Tuesday, July 27, 2010

Various Artists: Classic Sounds of New Orleans

Various Artists
Classic Sounds of New Orleans
Rating: 4.0/5.0
Label: Smithsonian Folkways


Depending on a listener's opinion of old-time jazz and blues, Classic Sounds of New Orleans will either be tediously inaccessible or a small but essential piece in that big puzzle of America's musical past. It focuses on a single region's musical heritage for a relatively brief period, primarily from the late 1940s to the early 1960s, though many of its songs date much further back. Some of the tracks have dodgy sound quality - lo-fi years before bands deliberately tried to sound like they were recording from the depths of a flushing toilet - and don't necessarily lend themselves to a lifetime of repeated listening. Still other inclusions, like a shoeshine boy singing "Hambone" in the French Quarter, street musician Freddie L. Small providing a harmonica-only version of a jazz standard, street vendor Dora Bliggen shouting about blackberries and Baby Dodds simply drumming for a couple minutes, seem best served in a classroom setting or for gravely serious discussion among that bearded professorial set for whom Moses Asch remains a patron saint.

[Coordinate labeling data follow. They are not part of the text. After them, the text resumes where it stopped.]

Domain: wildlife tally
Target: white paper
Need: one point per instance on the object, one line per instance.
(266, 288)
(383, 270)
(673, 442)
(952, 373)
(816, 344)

But the album is also audio archiving at its finest, again confirming Smithsonian Folkways' standing as one of the most trustworthy record labels in terms of musical preservation. Its packaging is stellar, if anyone cares about that type of stuff anymore, while the release's overall aesthetics are faithful to the styles and sounds of the New Orleans jazz and blues represented here. Its front cover is a reprint of Doc Paulin's Marching Band and the back cover is that of The First Kid Clayton Session; between those covers, period photos of musicians with nicknames like "Snooks" Eaglin and "Wolfman" Washington help put the listener in a Crescent City mindset. The liner notes written by Coppin State professor Robert H. Cataliotti contain background information about the origins of these recordings as well as a history of each track, are richly detailed and examine these songs from the perspective of how they fit into both African American culture and New Orleans folklore.

Classic Sounds should not be dismissed as purely a specialist's release or as something only to be studied with detachment. The bulk of the album is thoroughly enjoyable, especially in moments that capture New Orleans' buoyant and jubilant spirit, like the jazzy bounce of the Eureka Brass Band's "Just a Little While to Stay Here," the ragtime piano medley of H.J. Boiusseau's versions of "Take Your Big Leg Off Me/Easy Rider/Mama Don't 'Low No Music Playing Here" and the wildly mad horns and vocals Jimmy "Kid" Clayton and his band bring to "Jimmy's Blues" and "Corrine, Corrina." Other songs are far less joyous and pack an emotional wallop like only the best blues can, especially Doc Paulin's rendition of the spiritual funeral procession song "We Shall Walk Through the Streets of the City," the murder fantasy of "Careless Love ("I'll dig your grave/ I'll dig it with a silver spade") and the beware-of-stones-that-you-throw sentiment that Roosevelt Sykes brings to "Please Don't Talk About Me When I'm Gone." With its mournful vocals and simple guitar melody, Eaglin's interpretation of "Saint James Infirmary" also ranks as one of the album's more harrowing tracks, while Sister Dora Alexander's "Times Done Changed" expresses a dread for the present and a perhaps naive nostalgia for days long gone that could apply to nearly any generation.

In any collection like Classic Sounds of New Orleans, there will inevitably be some notable exclusions - "James Alley Blues" immediately comes to mind - but it's impossible to summarize an entire city's musical history on a single disc. Though all of the songs here have been previously released, they come from impossible-to-find albums and the broad overview that Classic Sounds provides is timely and welcome. Its appeal to a mass audience may be limited, and it's not an album that can easily be listened to start-to-finish, but it almost perfectly documents the key characteristics of New Orleans' diverse musical personality.